Author: Xingzhu, the operator of the operation and maintenance skills With the rapid development of artificial intelligence, machine learning, and AI large model technology, our demand for computing resources is also rising. In particular, for AI large models that need to process large-scale data and complex algorithms, the use of GPU resources has become crucial. For operation and maintenance engineers, mastering how to manage and configure GPU resources on Kubernetes clusters, as well as how to efficiently deploy applications that rely on these resources, has become an indispensable skill.

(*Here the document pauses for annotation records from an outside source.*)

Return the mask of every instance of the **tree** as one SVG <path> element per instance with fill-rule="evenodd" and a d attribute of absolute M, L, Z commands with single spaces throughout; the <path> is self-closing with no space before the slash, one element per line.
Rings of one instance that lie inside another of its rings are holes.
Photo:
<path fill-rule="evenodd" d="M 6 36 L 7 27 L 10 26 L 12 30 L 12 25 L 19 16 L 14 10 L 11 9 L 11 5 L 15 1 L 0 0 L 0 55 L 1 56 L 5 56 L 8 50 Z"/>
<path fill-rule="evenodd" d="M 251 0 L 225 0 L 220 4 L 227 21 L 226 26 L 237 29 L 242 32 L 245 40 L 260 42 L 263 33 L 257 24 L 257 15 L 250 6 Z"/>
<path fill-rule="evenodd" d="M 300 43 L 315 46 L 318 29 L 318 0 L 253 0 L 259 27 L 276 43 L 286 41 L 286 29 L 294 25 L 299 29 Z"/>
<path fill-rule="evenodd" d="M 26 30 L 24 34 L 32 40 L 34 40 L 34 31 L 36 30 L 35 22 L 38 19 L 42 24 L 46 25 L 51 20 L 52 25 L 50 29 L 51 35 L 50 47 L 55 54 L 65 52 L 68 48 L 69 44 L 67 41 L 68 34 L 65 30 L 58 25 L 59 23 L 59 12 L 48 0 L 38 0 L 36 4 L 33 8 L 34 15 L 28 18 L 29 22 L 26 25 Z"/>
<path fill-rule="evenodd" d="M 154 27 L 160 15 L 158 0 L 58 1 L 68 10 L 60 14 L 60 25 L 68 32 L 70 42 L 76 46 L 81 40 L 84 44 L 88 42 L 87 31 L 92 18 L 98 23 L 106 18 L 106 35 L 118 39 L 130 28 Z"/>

Today, I will lead you to have a deep understanding of how to use the powerful Kubernetes ecosystem and tools on the KubeSphere platform to manage GPU resources and deploy applications. The following are the three core topics that this article will explore:
By reading this article, you will gain the knowledge and skills to manage GPU resources on Kubernetes, helping you to make full use of GPU resources in a cloud-native environment and promote the rapid development of AI applications.
KubeSphere Best Practice "2024" The experimental environment hardware configuration and software information of the series of documents are as follows:
Actual server configuration (the architecture is a 1:1 replica of a small-scale production environment, with slightly different configurations)
CPU name | IP | CPU | Memory | system disk | Data disk | use |
---|---|---|---|---|---|---|
ksp-registry | 192.168.9.90 | 4 | 8 | 40 | 200 | Harbor Mirror Repository |
ksp-control-1 | 192.168.9.91 | 4 | 8 | 40 | 100 | KubeSphere/k8s-control-plane |
ksp-control-2 | 192.168.9.92 | 4 | 8 | 40 | 100 | KubeSphere/k8s-control-plane |
ksp-control-3 | 192.168.9.93 | 4 | 8 | 40 | 100 | KubeSphere/k8s-control-plane |
ksp-worker-1 | 192.168.9.94 | 4 | 16 | 40 | 100 | k8s-worker/CI |
ksp-worker-2 | 192.168.9.95 | 4 | 16 | 40 | 100 | k8s-worker |
ksp-worker-3 | 192.168.9.96 | 4 | 16 | 40 | 100 | k8s-worker |
ksp-storage-1 | 192.168.9.97 | 4 | 8 | 40 | 300+ | ElasticSearch/Ceph/Longhorn/NFS/ |
ksp-storage-2 | 192.168.9.98 | 4 | 8 | 40 | 300+ | ElasticSearch//Ceph/Longhorn |
ksp-storage-3 | 192.168.9.99 | 4 | 8 | 40 | 300+ | ElasticSearch//Ceph/Longhorn |
ksp-gpu-worker-1 | 192.168.9.101 | 4 | 16 | 40 | 100 | k8s-worker(GPU NVIDIA Tesla M40 24G) |
ksp-gpu-worker-2 | 192.168.9.102 | 4 | 16 | 40 | 100 | k8s-worker(GPU NVIDIA Tesla P100 16G) |
ksp-gateway-1 | 192.168.9.103 | 2 | 4 | 40 | Self-built application service proxy gateway/VIP: 192.168.9.100 | |
ksp-gateway-2 | 192.168.9.104 | 2 | 4 | 40 | Self-built application service proxy gateway/VIP: 192.168.9.100 | |
ksp-mid | 192.168.9.105 | 4 | 8 | 40 | 100 | Service nodes deployed outside the k8s cluster (Gitlab, etc.) |
total | 15 | 56 | 152 | 600 | 2000 |
Software version information related to the actual combat environment
Due to resource and cost constraints, I don't have a high-end physical host and graphics card to do the experiment. I can only add two virtual machines equipped with entry-level GPU graphics cards as Worker nodes for the cluster.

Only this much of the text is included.